И вот я опять, на этот раз без сопровождающего, иду по аллее к Особому отделу. Ровно в двадцать часов стучу в знакомую железную дверь и, не дожидаясь ответа, вхожу. Лейтенант уже сидит за столом. Он успел вымыть голову. Влажные волосы еще не зачесаны на обычный косой пробор. В углу на стульях, возле блестящей цветными изразцами печи, сушится большое вафельное полотенце.

— Прошу, — он указывает на стоящий напротив стул. И неожиданно, вместо привычных протокольных вопросов, сам начинает рассказывать.

 — Вчера телефонограммой меня вызвали в штаб дивизии. Там ждут комиссию из Москвы по расследованию преступлений немецко-фашистских захватчиков на временно оккупированной территории. Особый отдел нас собрал подготовить материалы. Работа, сами понимаете, ответственная — искали свидетелей, собирали показания. — Лейтенант замолкает, достает из верхнего ящика стола коробку «Казбека», открыв ее, протягивает мне. Я отрицательно качаю головой.

— Спасибо, не курю. — Лейтенант закуривает папиросу, затягивается и продолжает:

— За селом, в котором я находился по предписанию, вскрыли массовое захоронение. Представляете, товарищ старший лейтенант, дети там оказались. Дети, женщины… Ужасно. По показаниям, это все еврейское население того и близлежащих сел. Всего более трех тысяч человек. Немец их еще два года тому назад уничтожил. Вот так. Вы, как мне известно, из евреев будете, по национальности. Так?

— Да, разумеется.

— Вот именно. Зря я вас про плен выспрашивал. Теперь мне понятно: если бы вы попали в плен, фашисты бы вас сразу расстреляли. Это ясно как божий день. В понедельник в госпитале медкомиссия, документы ваши я визирую, а дальше — как врачи решат. И вот еще что. Прошу прочитать и подписать вот эту бумагу о неразглашении наших с вами бесед. — Он протягивает мне машинописный листок. — Заметьте, вот соответствующая статья закона. За разглашение государственной тайны — двадцать пять лет. Ну, это, конечно, если нарушите подписку, — поспешил он меня успокоить. Почти не читая, подписываюсь. Мы прощаемся, и я выхожу на морозный воздух.

Оттепель кончилась. Вокруг темно. Все окна изнутри надежно затянуты светомаскировочными шторами. Только впереди по аллее, у въездных ворот светится синий огонек. Я медленно шагаю от дерева к дереву. Ну, вот. Надо бы радоваться. Все обошлось, скоро буду на фронте. Догоню своих и вместе добьем фашистов.

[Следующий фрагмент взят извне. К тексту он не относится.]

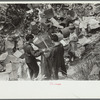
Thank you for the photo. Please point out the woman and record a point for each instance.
(56, 58)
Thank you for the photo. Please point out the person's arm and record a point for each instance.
(35, 53)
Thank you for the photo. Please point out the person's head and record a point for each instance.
(29, 38)
(54, 38)
(71, 27)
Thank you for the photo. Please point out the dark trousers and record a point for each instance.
(33, 70)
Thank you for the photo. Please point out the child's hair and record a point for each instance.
(29, 36)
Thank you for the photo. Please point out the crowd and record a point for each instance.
(62, 25)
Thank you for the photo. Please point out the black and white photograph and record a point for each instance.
(49, 41)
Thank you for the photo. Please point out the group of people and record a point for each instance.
(55, 57)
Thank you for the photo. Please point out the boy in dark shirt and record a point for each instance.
(30, 56)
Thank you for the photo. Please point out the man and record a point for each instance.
(73, 42)
(30, 56)
(56, 58)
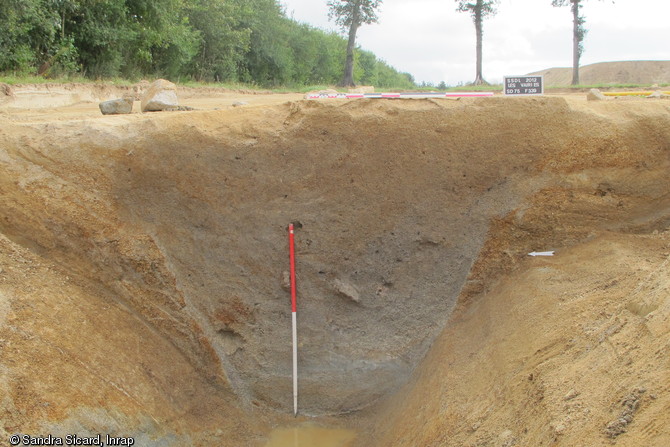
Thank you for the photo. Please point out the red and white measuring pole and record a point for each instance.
(293, 319)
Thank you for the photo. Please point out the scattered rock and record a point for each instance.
(571, 395)
(558, 427)
(160, 95)
(117, 106)
(347, 290)
(630, 405)
(595, 95)
(506, 439)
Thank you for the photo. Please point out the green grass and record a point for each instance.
(18, 78)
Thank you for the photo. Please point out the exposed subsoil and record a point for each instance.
(143, 265)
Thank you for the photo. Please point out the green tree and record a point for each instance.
(578, 33)
(350, 15)
(479, 10)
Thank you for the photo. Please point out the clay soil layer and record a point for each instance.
(143, 270)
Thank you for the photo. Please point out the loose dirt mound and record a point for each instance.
(625, 72)
(162, 239)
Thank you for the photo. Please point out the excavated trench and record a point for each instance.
(401, 207)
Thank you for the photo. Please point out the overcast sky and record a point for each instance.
(434, 43)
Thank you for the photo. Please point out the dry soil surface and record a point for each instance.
(143, 269)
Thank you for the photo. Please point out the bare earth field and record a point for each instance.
(143, 263)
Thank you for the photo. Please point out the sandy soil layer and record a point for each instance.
(142, 266)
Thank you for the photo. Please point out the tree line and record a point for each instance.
(480, 9)
(248, 41)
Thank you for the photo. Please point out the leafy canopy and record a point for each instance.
(357, 12)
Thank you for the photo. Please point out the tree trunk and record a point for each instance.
(479, 78)
(348, 79)
(576, 42)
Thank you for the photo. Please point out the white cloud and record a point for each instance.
(429, 39)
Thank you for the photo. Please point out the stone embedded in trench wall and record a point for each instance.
(117, 106)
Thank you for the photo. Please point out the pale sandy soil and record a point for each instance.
(138, 253)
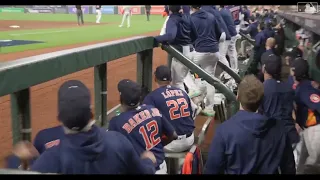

Что было, то уже прошло. «Бывают в жизни огорчения», — сказала бы моя мама. Ах, дорогие мои. Неужели и с вами свершилось то, во что я упорно не хотел верить. Неужели я вас больше не увижу. Не увижу никогда. Никогда…

Я прислоняюсь к широкому, уходящему ввысь, стволу старой липы. Плотнее запахиваю шинель. На небе блестят расплывающимися капельками далекие звезды. Одинокий месяц прячется среди темных облаков. Найти бы сейчас тот довоенный, декабрьский волчок. Раскрутить его на счастье. Жаль, что не бывает чудес, в которые так сладко было верить в детстве. Идет война. Разве может случиться настоящее чудо у нас, здесь? И с нами? Нет. А если оно и возможно… То только, вероятно, где-нибудь там. Далеко-далеко. Там.